Açıklamada, "Temelde KCK’nıin mücadele tarzı Kürdistan halkı ve Kürt kamuoyu gözünde her zaman için kuşku ve şüphe uyandırmıştır. Bunun için daha önceki olaylar da göstermiştir ki PKK sürekli olarak Kürt sorunun çözülmemesi için yerel güçlerin ajandasına göre kullanılmıştır." denildi.
KCK'nin küçük çocukların beynini ifsat edip eline silah tutuşturduğunu ifade edilen açıklamada, "Bunu da 'halkların kardeşliği' adı altında sürekli bölge devletlerinin istihbarat örgütlerine hizmet ediyorlar." diye belirtti.
PKK'nin Kürdistan bayrağına karşı hakaret ve saygısızlık yaptığına dikkat çekilen açıklamada, "KCK buna rağmen geçen yılların tüm suç ve sorumluluğunu tüm bu yaptıklarını PDK’nin omuzlarına atmak istiyor.
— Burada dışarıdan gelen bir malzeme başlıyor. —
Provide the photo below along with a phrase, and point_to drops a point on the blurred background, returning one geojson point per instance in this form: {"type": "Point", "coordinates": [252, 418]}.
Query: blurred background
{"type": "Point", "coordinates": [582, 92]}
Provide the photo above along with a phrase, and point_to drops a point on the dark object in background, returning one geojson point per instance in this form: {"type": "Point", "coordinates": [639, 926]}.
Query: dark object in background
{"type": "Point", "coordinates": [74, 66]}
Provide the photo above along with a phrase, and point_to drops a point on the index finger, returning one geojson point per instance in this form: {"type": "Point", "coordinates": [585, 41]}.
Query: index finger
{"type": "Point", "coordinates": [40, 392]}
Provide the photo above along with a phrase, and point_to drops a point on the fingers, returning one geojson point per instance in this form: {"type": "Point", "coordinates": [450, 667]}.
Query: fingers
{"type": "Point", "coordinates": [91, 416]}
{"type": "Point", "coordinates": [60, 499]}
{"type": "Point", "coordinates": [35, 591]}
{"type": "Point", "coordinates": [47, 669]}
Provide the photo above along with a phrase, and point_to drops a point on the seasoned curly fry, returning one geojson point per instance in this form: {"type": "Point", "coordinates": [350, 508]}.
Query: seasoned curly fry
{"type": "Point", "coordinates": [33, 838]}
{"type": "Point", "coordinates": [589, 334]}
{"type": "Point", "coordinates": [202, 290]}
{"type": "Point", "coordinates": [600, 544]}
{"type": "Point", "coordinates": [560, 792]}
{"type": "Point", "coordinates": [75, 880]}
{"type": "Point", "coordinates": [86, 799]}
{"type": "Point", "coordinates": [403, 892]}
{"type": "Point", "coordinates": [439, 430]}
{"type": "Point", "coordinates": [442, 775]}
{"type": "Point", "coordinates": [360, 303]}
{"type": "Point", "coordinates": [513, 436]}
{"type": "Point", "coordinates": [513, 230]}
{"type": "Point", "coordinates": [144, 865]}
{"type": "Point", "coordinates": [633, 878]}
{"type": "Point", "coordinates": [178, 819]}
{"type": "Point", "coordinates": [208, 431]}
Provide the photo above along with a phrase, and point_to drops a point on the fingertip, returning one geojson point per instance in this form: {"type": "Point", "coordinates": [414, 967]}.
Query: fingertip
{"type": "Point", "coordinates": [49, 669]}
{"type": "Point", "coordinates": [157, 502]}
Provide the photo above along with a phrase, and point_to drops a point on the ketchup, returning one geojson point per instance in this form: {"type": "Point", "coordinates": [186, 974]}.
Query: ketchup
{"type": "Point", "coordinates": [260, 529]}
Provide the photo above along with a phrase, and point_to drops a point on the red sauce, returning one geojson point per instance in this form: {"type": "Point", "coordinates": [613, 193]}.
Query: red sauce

KCK tarihsellikten, siyasi hakikat ve mantıktan uzak açıklamalar ile kendini meşrulaştırmaya çalışıyor. Oysaki ki KCK’nin Kürdistan Bölgesel Yönetimi kanunlarında adı yoktur, meşru bir güç değildir. Şu ana değin Güney hattındaki varlıkları Güney Kürdistan halkının ve özelde de sınır bölgelerindeki yerleşim yerlerinin yıkımına ve kaosa neden olmuştur." denildi.
Zine Werte meşelisine
Zine Werte meselisine de değinilen açıklamada, "KCK bildirisinde ayrıca Peşmerge güçlerinin Zine-Werte’ye yerleşmesine dönükte doğru olmayan bilgiler verilmiştir. Soruyoruz: Zine Werte Kürdistan Bölgesinin bir parçası değil mi? KCK bildirisinde Kürdistan Hükümetinin kararı ile Peşmerge güçlerinin Zine-Werte’ye yerleşmesi PKK’nin haklarını ve sahasını ihlal etmek gibi ifade edilmiş. PKK kendi mantığına göre Kürdistan Bölge Yönetimine sınırlar koyuyor, Kürdistan Peşmergesine sınırlar koyuyor. PKK’nin bu tutumu ulusal birlik söylem ve siyaseti ile uyuşmadığı gibi kendini tek taraflı olarak Kürdistan Bölge Yönetimine dayatması da kabul edilmez. Kürdistan Bölgesi vatandaşları da bu yalan söylem ve düşüncelere kanmaz, Kürdistan halkı gerçekleri biliyor ve görüyor."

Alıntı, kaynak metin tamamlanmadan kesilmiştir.